Why Prometheus + Grafana?

In DevOps, you can’t fix what you can’t see. Prometheus and Grafana form the gold standard for open-source infrastructure monitoring:

  • Prometheus scrapes metrics from your servers, containers, and applications every 15 seconds and stores them as time-series data.
  • Grafana turns that data into rich, interactive dashboards with alerting capabilities.

Together, they give you complete visibility into CPU, memory, disk, network, application latency, error rates, and more.

Prerequisites

  • A Linux server (Ubuntu 22.04 or RHEL 9 recommended).
  • At least 2 GB RAM for a basic Prometheus + Grafana setup.
  • Root or sudo access.
  • Firewall rules allowing ports 9090 (Prometheus), 9100 (Node Exporter), and 3000 (Grafana).
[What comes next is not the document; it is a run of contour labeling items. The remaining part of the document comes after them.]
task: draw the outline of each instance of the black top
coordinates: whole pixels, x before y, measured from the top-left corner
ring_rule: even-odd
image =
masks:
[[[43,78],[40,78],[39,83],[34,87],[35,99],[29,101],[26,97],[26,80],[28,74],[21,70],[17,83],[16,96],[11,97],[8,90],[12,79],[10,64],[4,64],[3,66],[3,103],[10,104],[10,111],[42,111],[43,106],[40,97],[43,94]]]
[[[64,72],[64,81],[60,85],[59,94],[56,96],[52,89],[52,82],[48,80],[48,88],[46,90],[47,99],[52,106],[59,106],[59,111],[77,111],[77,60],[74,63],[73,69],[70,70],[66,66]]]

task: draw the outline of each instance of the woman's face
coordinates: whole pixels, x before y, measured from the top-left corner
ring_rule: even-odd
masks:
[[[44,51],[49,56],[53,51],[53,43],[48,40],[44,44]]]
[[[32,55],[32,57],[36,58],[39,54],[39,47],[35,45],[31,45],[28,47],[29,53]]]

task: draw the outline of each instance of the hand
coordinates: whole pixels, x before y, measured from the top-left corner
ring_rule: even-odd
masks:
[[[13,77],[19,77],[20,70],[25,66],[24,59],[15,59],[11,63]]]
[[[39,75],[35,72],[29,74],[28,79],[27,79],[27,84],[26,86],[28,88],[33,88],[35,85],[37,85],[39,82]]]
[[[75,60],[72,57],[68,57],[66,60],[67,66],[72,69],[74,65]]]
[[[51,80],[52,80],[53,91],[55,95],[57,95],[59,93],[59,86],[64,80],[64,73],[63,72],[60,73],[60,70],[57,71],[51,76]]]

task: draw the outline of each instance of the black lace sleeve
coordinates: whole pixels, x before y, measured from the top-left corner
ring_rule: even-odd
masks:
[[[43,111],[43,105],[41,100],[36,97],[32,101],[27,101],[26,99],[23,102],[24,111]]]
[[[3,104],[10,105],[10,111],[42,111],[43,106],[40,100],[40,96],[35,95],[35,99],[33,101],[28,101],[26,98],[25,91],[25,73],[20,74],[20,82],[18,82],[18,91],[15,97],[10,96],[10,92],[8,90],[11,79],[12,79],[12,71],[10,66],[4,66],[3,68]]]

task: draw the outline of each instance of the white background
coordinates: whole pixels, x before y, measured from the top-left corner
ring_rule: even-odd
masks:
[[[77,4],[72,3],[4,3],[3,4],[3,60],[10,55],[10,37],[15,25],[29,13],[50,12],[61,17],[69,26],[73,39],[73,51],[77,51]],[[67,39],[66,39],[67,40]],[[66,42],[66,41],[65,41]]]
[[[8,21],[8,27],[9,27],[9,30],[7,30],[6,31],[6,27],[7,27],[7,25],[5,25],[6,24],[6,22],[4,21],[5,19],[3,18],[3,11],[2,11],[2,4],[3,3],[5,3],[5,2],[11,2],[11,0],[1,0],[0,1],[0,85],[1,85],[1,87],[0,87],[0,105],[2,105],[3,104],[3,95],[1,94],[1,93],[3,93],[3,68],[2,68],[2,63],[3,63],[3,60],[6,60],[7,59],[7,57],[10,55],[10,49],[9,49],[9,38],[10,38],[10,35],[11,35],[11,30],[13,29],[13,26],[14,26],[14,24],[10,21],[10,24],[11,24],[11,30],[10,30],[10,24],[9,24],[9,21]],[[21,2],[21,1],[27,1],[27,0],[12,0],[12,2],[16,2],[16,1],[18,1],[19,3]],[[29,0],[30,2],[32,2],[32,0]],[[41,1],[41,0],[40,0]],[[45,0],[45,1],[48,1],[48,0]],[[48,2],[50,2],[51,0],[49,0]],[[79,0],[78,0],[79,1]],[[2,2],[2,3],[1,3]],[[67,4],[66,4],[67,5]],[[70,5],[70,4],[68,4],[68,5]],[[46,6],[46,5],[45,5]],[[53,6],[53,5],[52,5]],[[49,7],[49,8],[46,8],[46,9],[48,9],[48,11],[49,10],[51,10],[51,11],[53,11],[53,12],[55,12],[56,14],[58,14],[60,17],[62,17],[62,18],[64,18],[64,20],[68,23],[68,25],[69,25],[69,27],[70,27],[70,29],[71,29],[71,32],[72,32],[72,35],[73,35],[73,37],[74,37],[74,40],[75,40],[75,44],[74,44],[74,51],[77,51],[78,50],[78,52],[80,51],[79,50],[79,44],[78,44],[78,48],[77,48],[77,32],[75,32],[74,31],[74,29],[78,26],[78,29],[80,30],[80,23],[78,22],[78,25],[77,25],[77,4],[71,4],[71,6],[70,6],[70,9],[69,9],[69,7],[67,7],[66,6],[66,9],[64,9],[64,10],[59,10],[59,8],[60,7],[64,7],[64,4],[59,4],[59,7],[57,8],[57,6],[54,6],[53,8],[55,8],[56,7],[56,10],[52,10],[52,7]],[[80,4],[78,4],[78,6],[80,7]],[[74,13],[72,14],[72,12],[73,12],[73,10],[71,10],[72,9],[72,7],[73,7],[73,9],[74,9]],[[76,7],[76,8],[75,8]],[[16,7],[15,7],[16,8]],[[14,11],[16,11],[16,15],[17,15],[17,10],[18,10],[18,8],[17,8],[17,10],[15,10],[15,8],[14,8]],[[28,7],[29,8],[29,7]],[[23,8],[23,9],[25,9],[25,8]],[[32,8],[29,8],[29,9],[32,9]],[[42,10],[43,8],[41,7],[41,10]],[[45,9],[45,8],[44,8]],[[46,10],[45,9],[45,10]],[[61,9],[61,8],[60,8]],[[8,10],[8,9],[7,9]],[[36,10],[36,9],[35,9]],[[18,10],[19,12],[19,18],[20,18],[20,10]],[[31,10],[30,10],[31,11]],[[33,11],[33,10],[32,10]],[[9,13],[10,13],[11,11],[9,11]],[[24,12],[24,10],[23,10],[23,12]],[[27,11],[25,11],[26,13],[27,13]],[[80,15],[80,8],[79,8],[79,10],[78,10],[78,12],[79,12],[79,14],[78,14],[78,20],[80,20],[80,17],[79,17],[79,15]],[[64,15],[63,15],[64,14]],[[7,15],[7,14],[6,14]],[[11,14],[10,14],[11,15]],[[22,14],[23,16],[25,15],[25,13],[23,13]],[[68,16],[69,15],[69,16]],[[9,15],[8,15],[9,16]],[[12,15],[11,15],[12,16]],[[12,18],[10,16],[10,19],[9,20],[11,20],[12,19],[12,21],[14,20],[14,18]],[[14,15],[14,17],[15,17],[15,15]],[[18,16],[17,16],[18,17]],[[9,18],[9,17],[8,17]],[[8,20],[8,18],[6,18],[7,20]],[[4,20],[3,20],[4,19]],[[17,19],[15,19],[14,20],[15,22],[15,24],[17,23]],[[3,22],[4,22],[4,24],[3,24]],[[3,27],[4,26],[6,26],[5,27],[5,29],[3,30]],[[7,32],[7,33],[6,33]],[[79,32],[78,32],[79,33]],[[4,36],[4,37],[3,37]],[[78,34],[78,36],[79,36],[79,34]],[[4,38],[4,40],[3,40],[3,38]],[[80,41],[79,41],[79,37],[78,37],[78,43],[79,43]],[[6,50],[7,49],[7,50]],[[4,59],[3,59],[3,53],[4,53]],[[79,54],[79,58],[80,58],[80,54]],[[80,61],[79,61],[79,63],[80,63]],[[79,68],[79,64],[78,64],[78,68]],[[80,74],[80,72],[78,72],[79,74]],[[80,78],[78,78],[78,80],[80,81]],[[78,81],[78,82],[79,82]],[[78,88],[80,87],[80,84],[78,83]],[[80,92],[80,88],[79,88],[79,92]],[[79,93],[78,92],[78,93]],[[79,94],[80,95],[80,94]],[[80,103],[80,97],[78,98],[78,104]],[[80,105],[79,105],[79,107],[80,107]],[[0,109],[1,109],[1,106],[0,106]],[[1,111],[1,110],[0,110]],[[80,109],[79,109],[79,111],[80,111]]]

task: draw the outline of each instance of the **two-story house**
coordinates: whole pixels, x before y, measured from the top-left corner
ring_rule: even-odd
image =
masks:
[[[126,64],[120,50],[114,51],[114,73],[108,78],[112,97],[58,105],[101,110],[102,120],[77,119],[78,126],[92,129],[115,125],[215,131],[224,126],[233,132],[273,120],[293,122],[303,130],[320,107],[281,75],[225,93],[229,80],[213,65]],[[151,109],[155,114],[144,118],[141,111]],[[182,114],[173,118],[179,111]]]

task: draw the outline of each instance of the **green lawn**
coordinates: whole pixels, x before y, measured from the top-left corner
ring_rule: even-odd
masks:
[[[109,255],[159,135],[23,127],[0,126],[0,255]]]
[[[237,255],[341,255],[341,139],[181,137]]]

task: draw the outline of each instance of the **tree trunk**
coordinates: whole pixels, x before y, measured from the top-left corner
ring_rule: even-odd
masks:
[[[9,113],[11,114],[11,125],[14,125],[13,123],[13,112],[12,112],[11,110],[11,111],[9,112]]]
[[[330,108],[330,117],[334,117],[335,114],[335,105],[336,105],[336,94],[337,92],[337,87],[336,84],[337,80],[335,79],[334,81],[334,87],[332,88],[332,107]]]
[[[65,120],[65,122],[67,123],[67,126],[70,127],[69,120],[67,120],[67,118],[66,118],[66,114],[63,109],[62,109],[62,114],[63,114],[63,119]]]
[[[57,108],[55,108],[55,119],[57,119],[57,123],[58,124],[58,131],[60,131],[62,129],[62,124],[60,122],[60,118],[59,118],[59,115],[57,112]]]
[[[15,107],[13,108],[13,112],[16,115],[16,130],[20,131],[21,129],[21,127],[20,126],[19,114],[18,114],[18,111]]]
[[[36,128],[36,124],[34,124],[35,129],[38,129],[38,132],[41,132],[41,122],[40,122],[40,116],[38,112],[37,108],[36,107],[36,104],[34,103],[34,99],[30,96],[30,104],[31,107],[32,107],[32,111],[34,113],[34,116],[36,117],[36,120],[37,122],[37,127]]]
Step 1: Install Prometheus

Download and Configure

# Create a dedicated user
sudo useradd --no-create-home --shell /bin/false prometheus

# Download (check latest version at prometheus.io)
wget https://github.com/prometheus/prometheus/releases/download/v2.50.0/prometheus-2.50.0.linux-amd64.tar.gz
tar xvfz prometheus-*.tar.gz
sudo mv prometheus-2.50.0.linux-amd64/prometheus /usr/local/bin/
sudo mv prometheus-2.50.0.linux-amd64/promtool /usr/local/bin/

# Create config directory
sudo mkdir /etc/prometheus /var/lib/prometheus
sudo chown prometheus:prometheus /var/lib/prometheus

Configure prometheus.yml

# /etc/prometheus/prometheus.yml
global:
  scrape_interval: 15s
  evaluation_interval: 15s

scrape_configs:
  - job_name: 'prometheus'
    static_configs:
      - targets: ['localhost:9090']

  - job_name: 'node'
    static_configs:
      - targets:
        - '192.168.1.10:9100'
        - '192.168.1.11:9100'
        - '192.168.1.12:9100'

Create a systemd Service

# /etc/systemd/system/prometheus.service
[Unit]
Description=Prometheus Monitoring
Wants=network-online.target
After=network-online.target

[Service]
User=prometheus
ExecStart=/usr/local/bin/prometheus \
  --config.file=/etc/prometheus/prometheus.yml \
  --storage.tsdb.path=/var/lib/prometheus/ \
  --storage.tsdb.retention.time=30d
Restart=always

[Install]
WantedBy=multi-user.target
sudo systemctl daemon-reload
sudo systemctl enable --now prometheus

Verify: Navigate to http://your-server:9090/targets


Step 2: Install Node Exporter on Targets

Node Exporter exposes hardware and OS metrics (CPU, memory, disk, network) in Prometheus format.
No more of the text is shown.